Vão se os dedos ficam-se os anéis.

Para o que se foi, o horizonte de um novo amanhã parece ser a conseqüência lógica de sua decisão, permitindo seguir aureado de sua convicção.

Para o que ficou, o horizonte lhe foi tirado. Não há amanhã. Ancora-se na imagem do ontem porque acredita ser o que lhe resta. A memória é cultuada. Espremida nas entrâncias. Busca-se no mais profundo o que possa ser capaz de produzir o impossível: restituir a presença do que ‘se foi’.
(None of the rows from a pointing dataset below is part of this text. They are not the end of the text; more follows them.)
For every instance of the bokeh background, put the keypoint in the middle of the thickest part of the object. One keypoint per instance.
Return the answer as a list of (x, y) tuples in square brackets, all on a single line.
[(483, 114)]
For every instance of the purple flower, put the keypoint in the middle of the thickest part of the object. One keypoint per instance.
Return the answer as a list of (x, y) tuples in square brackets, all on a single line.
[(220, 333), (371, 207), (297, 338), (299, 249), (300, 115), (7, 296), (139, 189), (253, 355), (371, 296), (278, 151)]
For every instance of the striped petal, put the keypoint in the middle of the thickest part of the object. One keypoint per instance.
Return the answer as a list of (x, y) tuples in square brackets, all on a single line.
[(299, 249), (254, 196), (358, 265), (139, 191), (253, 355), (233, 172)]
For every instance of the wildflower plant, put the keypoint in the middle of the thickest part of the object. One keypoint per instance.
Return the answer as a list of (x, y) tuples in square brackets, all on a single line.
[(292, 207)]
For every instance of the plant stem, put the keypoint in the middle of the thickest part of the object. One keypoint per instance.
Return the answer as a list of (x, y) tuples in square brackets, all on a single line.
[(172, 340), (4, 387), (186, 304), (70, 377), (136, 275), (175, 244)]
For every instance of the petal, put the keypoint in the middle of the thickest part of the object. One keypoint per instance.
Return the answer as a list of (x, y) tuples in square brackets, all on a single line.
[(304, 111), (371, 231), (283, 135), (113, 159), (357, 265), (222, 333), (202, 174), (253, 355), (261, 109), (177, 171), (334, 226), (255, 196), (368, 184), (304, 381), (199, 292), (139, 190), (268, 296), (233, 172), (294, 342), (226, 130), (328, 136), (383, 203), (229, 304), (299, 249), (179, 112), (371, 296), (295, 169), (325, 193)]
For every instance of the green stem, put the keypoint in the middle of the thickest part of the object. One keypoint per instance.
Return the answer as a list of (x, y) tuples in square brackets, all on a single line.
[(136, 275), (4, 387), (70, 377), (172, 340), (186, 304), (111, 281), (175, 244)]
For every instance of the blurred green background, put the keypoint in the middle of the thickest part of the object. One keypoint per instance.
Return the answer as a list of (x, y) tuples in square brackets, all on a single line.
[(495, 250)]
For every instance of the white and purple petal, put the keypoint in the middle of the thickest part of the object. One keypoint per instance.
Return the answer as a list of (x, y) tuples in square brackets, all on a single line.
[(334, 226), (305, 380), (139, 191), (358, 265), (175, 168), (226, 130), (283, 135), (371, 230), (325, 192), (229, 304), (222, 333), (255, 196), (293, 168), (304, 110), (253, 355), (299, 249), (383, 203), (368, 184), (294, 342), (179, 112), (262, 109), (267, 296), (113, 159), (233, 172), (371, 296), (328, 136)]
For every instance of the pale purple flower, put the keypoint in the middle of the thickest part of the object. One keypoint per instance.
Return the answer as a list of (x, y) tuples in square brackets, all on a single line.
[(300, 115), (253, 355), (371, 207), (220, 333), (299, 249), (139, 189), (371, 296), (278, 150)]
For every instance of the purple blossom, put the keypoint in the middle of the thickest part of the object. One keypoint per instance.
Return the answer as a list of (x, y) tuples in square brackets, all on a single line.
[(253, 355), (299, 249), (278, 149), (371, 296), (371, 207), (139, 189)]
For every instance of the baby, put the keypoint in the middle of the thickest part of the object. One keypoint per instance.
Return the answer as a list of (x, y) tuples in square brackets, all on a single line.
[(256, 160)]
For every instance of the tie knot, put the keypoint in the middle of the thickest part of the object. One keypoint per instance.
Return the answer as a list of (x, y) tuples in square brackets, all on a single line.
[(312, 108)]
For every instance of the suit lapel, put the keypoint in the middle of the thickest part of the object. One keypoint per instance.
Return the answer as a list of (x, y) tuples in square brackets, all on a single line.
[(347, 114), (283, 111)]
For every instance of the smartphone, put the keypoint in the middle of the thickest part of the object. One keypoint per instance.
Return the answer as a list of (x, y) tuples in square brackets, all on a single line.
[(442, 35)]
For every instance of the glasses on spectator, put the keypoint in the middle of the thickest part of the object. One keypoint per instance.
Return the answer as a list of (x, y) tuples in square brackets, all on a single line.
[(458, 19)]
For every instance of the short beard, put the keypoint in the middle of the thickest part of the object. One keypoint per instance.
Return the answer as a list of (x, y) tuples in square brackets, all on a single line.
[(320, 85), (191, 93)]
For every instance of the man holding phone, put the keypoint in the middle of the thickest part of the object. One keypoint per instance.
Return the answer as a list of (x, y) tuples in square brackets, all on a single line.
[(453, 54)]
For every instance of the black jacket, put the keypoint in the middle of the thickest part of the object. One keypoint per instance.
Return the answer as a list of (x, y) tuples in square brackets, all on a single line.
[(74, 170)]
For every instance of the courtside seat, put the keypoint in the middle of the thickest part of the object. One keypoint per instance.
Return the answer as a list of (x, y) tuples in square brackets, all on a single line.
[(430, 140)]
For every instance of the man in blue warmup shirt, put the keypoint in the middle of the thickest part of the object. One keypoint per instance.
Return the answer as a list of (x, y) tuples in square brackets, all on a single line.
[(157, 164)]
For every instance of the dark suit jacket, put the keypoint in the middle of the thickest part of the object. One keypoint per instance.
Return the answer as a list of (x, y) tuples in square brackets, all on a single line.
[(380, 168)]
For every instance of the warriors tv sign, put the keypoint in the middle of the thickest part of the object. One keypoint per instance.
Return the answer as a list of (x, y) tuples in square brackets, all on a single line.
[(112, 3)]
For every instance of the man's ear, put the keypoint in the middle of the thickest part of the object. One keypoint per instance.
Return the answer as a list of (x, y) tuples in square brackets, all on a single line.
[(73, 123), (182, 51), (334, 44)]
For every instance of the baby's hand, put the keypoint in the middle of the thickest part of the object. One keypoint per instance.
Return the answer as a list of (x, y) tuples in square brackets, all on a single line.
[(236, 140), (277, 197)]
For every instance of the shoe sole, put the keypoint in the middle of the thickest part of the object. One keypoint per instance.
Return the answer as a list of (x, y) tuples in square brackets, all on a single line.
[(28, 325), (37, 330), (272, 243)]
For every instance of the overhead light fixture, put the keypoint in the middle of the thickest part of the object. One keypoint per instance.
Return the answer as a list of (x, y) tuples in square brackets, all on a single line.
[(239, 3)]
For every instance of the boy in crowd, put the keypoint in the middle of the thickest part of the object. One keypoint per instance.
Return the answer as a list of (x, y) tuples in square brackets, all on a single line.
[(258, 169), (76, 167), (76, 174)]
Os mais diversos desfechos podem ser roteirizados daqui para frente.
Não existem formulas para as questões humanas, por exemplo: de como educar seu filho ou ser feliz no casamento. Mas alguns roteiros podem ser seguidos de forma interativa de acordo com cada pessoa de forma a minimizar ou contornar situações indesejáveis e assim escalar a montanha do ‘Nirvana’.
Na alguém que gostamos morre para nós, é preciso estruturar esse afeto que não mais pode ser alimentado por essa pessoa. Ela ‘morreu’, não? ... a diferença entre torná-la sua amiga e um fantasma está no fato de ‘aceitar a morte’. Não será desrespeito ‘eliminar’ as coisas do ‘falecido’ da sua frente, do seu foco de visão, pelo menos. Guarde-as, se desejar. Velas, incensos, lágrimas... nada disso irá trazer o outro de volta, não importa o ritual que faça. A morte promulga a um nascimento. Encare a morte do outro como real e promova o seu próprio nascimento. Erga o rosto e admire o horizonte que está surgindo e o universo de possibilidades.

Ame aos vivos, eles precisam do seu afeto e de sua atenção mais do que os mortos. Não diga que não há ninguém, porque há você. Você deve estar no centro de sua vida e isso não é egocentrismo nem egoísmo.
Foram-se os dedos e ficaram os anéis? Use-os se desejar... deixem que brilhem, mas não que ofusquem a você, pois nesse caso, ponha-os na gaveta.